J’ai écrit cette histoire avec Jenna, chacun sa partie.

J’espère qu’elle plaira aux amateurs.


° ° °


J’étais un redoutable et invétéré joueur de poker, et cela faisait plus de trente ans que cela durait. Mais je ne jouais ni en ligne dans des cercles de jeux. J’étais connu dans le milieu du poker et depuis des années je ne jouais plus que dans un cercle d’initiés, des amis fortunés comme moi.

C’était un cercle privé d’une dizaine de membres où l’on ne rentrait que par cooptation – et rarement.

Il fallait montrer patte blanche pour venir jour avec nous, être accepté par les membres (qui en décidaient par vote à bulletin secret et à la majorité.) ; et encore, quand un nouveau intégrait notre groupe c’était tout d’abord pour une seule soirée, après laquelle les personnes qui avaient joué avec cette personne donnaient leur avis à tous les membres et il y avait à nouveau vote.


Bien entendu, la personne devait être connue non seulement de celui qui le cooptait, mais on devait disposer de renseignements fiables sur elle. Et ce devait être une personne hautement solvable mais également occupant un certain rang dans la société.

C’étaient en général des personnes possédant une certaine fortune personnelle. Des rentiers, des actionnaires de grands groupes industriels.

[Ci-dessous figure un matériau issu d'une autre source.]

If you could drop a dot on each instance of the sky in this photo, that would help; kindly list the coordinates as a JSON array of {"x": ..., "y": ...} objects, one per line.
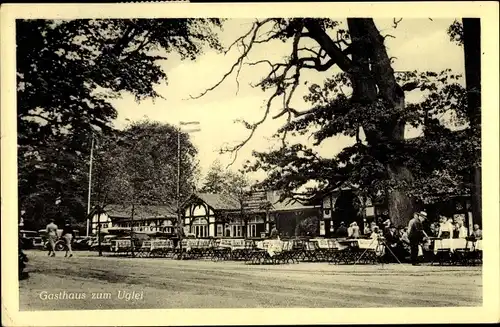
[{"x": 418, "y": 44}]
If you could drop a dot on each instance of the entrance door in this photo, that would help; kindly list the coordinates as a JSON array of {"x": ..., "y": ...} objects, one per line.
[{"x": 347, "y": 210}]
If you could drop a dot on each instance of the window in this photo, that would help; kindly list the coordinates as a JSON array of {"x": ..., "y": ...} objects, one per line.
[
  {"x": 252, "y": 230},
  {"x": 237, "y": 231},
  {"x": 200, "y": 231}
]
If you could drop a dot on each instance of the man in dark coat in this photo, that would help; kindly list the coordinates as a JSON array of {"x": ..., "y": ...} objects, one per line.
[
  {"x": 342, "y": 231},
  {"x": 416, "y": 234},
  {"x": 391, "y": 241}
]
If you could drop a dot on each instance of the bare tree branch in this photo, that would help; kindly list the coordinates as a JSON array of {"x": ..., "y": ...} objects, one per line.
[
  {"x": 254, "y": 30},
  {"x": 396, "y": 22}
]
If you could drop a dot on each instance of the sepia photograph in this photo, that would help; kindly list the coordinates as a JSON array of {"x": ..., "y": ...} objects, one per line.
[{"x": 252, "y": 162}]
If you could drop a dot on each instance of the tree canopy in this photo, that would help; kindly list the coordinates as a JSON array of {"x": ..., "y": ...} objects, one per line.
[
  {"x": 139, "y": 166},
  {"x": 67, "y": 73},
  {"x": 365, "y": 101}
]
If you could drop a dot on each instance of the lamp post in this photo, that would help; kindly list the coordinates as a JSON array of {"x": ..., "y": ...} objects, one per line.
[
  {"x": 90, "y": 182},
  {"x": 180, "y": 225}
]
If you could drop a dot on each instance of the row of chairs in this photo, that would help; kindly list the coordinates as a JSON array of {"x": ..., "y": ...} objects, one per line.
[
  {"x": 264, "y": 252},
  {"x": 456, "y": 252},
  {"x": 281, "y": 252}
]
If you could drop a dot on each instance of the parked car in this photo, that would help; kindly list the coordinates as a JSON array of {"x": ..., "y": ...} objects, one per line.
[
  {"x": 83, "y": 243},
  {"x": 60, "y": 243},
  {"x": 30, "y": 239},
  {"x": 105, "y": 243}
]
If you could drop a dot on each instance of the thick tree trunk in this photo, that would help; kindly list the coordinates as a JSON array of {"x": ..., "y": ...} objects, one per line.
[
  {"x": 400, "y": 205},
  {"x": 472, "y": 51},
  {"x": 371, "y": 55},
  {"x": 372, "y": 78}
]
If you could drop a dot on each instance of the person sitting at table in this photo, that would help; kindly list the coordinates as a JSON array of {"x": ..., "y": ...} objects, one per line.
[
  {"x": 477, "y": 232},
  {"x": 445, "y": 228},
  {"x": 387, "y": 225},
  {"x": 461, "y": 229},
  {"x": 342, "y": 231},
  {"x": 375, "y": 232},
  {"x": 434, "y": 228},
  {"x": 353, "y": 230},
  {"x": 366, "y": 230}
]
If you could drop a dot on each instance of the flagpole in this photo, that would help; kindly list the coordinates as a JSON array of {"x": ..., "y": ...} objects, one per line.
[
  {"x": 90, "y": 182},
  {"x": 179, "y": 214}
]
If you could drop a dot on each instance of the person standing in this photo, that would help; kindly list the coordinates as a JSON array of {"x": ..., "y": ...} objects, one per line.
[
  {"x": 68, "y": 235},
  {"x": 353, "y": 230},
  {"x": 477, "y": 233},
  {"x": 52, "y": 237},
  {"x": 416, "y": 235},
  {"x": 445, "y": 228}
]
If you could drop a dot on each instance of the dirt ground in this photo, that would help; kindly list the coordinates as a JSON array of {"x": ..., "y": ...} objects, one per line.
[{"x": 153, "y": 283}]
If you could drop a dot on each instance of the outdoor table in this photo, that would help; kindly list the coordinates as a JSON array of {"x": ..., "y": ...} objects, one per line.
[
  {"x": 121, "y": 246},
  {"x": 452, "y": 244},
  {"x": 457, "y": 250}
]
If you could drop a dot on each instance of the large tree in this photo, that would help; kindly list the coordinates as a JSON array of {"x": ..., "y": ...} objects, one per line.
[
  {"x": 468, "y": 34},
  {"x": 67, "y": 73},
  {"x": 235, "y": 184},
  {"x": 139, "y": 166},
  {"x": 367, "y": 97}
]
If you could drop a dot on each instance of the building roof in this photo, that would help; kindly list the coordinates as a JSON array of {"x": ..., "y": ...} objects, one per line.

Certaines de ces personnes venaient surtout pour jouer, et ne s’intéressaient pas vraiment aux autres. Elles n’étaient pas les plus appréciées. Nos parties étaient sérieuses mais aussi très conviviales, prétextes à de longues discussions, débats, qui entrecoupaient le jeu.

Nous appréciions surtout les épicuriens, les jouisseurs, les personnes aimant profiter de tous les plaisirs de la vie. Certains travaillaient beaucoup mais savaient s’octroyer des courtes vacances et des week-ends qu’ils ne manquaient pas de raconter avec plaisir, et l’auditoire, connaisseur, félicitait le compagnon qui montrait qu’il n’était jamais blasé ni déçu des petits bonheurs de la vie.


Dans cette joyeuse association il y avait très peu de femmes. Non pas qu’elles n’étaient pas appréciées mais parce qu’il semblait que les femmes jouaient peu au poker.

Mais aussi, il faut bien le dire, parmi les hommes de pouvoir on comptait à cette époque bien peu de femmes.


Cependant, un jour, notre ami Maurice, arriva au début de la soirée avec l’œil pétillant de celui qui va faire une annonce dont il sait qu’elle va éveiller la curiosité et faire son effet, et qui va tenir en haleine le plus longtemps possible son auditoire.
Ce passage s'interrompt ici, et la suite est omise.